Bush announces new ties with India despite strains

Nations will work against terrorism, leaders say

War On Terrorism

The World

November 10, 2001|By KNIGHT RIDDER/TRIBUNE

WASHINGTON - Despite criticism from India's prime minister of the way the United States has conducted the war against Afghanistan, President Bush announced yesterday that he will step up economic, military and counterterrorism ties with India.

"My administration is committed to developing a fundamentally different relationship with India," Bush said after an Oval Office meeting with Prime Minister Atal Bihari Vajpayee.

Bush and Vajpayee discussed ways to improve U.S.-India relations, including Indian contributions to the coalition against terrorism suspect Osama bin Laden and Afghanistan's Taliban leadership.

The two leaders agreed to further cooperation against terrorism, particularly cyberterrorism.
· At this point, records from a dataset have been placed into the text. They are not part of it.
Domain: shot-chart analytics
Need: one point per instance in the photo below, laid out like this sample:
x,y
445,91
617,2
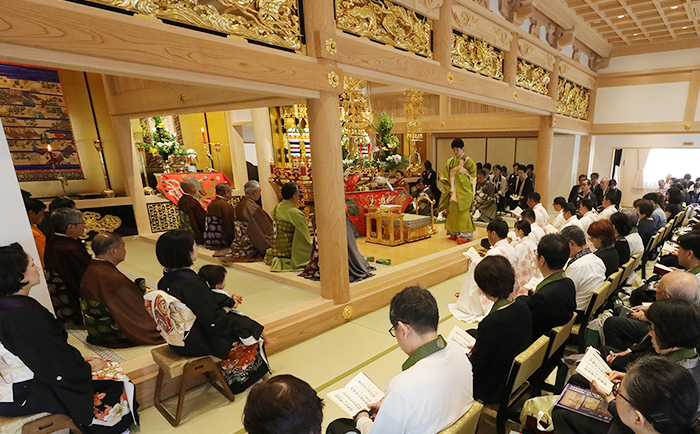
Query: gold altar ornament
x,y
354,109
273,22
94,222
477,56
348,312
532,77
331,46
333,79
572,99
386,22
413,109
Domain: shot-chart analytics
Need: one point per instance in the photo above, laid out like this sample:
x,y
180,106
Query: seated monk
x,y
291,241
218,229
192,215
253,228
113,296
66,260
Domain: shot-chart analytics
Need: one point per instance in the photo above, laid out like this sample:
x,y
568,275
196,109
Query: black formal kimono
x,y
62,380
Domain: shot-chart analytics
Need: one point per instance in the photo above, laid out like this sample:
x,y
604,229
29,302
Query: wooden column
x,y
510,62
545,137
329,196
442,35
319,15
263,150
132,172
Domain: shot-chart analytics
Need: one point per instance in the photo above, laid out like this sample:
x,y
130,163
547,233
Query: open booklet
x,y
461,338
357,395
593,367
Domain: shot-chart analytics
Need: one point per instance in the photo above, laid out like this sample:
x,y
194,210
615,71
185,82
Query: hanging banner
x,y
35,119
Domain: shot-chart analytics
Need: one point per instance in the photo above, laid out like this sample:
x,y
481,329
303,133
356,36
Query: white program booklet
x,y
357,395
593,367
459,337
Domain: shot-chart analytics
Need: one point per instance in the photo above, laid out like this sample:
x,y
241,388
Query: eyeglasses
x,y
616,392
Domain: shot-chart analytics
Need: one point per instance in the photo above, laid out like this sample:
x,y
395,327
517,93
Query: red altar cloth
x,y
169,185
356,204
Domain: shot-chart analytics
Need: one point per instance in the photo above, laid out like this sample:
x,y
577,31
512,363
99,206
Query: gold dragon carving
x,y
477,56
385,22
532,77
572,99
273,22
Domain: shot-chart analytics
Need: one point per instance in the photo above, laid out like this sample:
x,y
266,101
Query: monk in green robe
x,y
457,193
291,241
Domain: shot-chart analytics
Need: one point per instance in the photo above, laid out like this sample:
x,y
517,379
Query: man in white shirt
x,y
559,221
497,233
585,268
569,214
609,207
541,214
435,388
536,231
588,216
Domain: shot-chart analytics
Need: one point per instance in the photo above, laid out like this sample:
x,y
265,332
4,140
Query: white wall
x,y
605,146
13,218
641,62
642,103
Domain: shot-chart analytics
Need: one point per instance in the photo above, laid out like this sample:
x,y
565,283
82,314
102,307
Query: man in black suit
x,y
573,194
523,188
554,300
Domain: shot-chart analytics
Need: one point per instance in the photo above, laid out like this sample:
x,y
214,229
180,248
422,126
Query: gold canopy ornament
x,y
477,56
355,112
386,22
273,22
532,77
572,99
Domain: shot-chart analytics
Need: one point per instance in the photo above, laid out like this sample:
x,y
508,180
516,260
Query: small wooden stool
x,y
186,368
39,423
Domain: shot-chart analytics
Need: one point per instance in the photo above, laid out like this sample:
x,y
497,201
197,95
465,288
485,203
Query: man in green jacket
x,y
291,241
457,193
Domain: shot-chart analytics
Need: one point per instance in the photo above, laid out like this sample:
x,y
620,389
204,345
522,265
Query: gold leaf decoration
x,y
572,99
477,56
273,22
532,77
331,46
385,22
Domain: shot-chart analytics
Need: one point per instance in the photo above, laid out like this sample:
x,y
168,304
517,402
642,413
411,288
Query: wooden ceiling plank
x,y
604,18
663,17
634,18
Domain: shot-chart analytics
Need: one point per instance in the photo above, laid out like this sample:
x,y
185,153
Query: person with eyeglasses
x,y
656,395
435,388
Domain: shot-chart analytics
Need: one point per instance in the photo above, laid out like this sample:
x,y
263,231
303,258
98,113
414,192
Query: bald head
x,y
188,186
679,285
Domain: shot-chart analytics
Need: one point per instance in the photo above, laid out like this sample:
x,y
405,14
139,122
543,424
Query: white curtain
x,y
642,157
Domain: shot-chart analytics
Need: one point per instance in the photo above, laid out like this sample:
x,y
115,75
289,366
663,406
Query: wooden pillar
x,y
263,151
237,155
545,137
132,172
510,62
442,35
329,196
319,15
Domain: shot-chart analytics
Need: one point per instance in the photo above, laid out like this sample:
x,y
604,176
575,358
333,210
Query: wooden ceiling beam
x,y
604,18
663,18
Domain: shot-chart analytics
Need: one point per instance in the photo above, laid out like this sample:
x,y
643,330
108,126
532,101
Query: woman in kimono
x,y
217,331
41,371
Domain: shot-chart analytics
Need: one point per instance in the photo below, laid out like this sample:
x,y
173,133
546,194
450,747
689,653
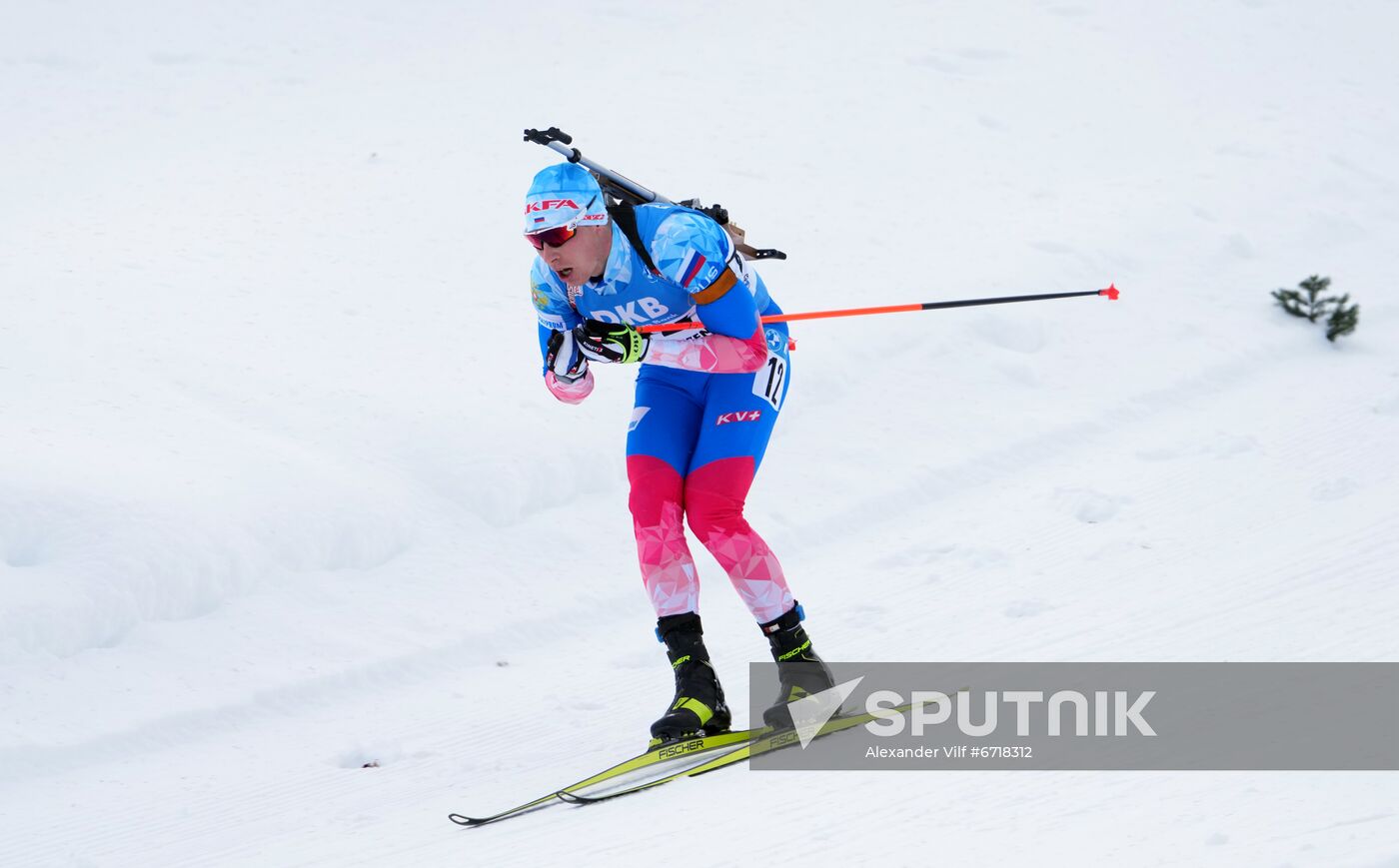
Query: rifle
x,y
622,189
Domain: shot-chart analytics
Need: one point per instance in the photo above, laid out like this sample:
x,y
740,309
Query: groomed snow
x,y
282,492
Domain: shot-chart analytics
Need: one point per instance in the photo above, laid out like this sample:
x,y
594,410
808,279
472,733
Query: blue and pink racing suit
x,y
705,403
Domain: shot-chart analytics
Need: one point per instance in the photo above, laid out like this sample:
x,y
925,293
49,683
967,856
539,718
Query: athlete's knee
x,y
715,495
654,483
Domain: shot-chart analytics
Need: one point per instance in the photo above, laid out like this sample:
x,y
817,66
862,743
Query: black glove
x,y
563,357
611,342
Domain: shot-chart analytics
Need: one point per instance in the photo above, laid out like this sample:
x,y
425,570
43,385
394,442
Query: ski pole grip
x,y
548,136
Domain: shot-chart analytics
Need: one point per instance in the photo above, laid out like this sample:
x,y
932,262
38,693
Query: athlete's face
x,y
580,258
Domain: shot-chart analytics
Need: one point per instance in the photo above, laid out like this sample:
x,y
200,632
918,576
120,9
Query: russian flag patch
x,y
690,267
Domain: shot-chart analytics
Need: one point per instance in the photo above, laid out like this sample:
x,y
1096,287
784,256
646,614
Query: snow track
x,y
282,495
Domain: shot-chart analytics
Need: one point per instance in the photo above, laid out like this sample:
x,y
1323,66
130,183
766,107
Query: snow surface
x,y
282,492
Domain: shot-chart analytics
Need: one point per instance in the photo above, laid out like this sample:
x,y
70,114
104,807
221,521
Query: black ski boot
x,y
800,671
699,706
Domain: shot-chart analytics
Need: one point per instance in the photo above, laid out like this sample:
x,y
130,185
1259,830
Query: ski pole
x,y
969,302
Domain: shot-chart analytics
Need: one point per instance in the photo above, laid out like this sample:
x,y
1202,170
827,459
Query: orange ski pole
x,y
971,302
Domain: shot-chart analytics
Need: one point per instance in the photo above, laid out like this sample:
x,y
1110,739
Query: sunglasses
x,y
556,237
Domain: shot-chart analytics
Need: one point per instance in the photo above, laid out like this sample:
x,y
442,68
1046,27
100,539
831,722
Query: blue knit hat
x,y
560,195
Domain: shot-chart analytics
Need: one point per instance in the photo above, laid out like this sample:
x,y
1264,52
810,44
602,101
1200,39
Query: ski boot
x,y
699,707
800,671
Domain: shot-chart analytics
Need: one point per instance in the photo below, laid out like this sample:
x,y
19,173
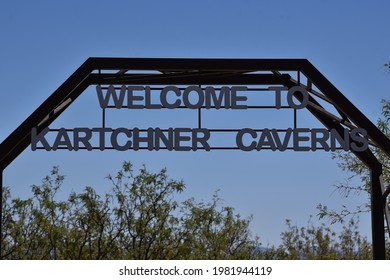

India is the world's second-largest software producer, after the United States.

Ties between India and the United States have been strained since India tested atomic weapons in 1998. Bush recently lifted the last of several sanctions imposed after the tests.

Bush and Vajpayee said yesterday that India would have a role in rebuilding Afghanistan.

The administration wants Indian navy ships to help refuel U.S. ships in the Arabian Sea and Indian Ocean.

It is also seeking an agreement to conduct military training operations in India, according to Lt. Col. David Lapan, a Pentagon spokesman.

Bush's renewed support for India came in spite of Vajpayee's criticism of the administration for "slackening" the pace of military operations. He told the Washington Post that "the campaign cannot be described as fully satisfactory."

White House spokesman Ari Fleischer played down the criticism. He said Vajpayee had assured Bush that "India stands shoulder to shoulder with the United States." Fleischer described their talks as "very positive."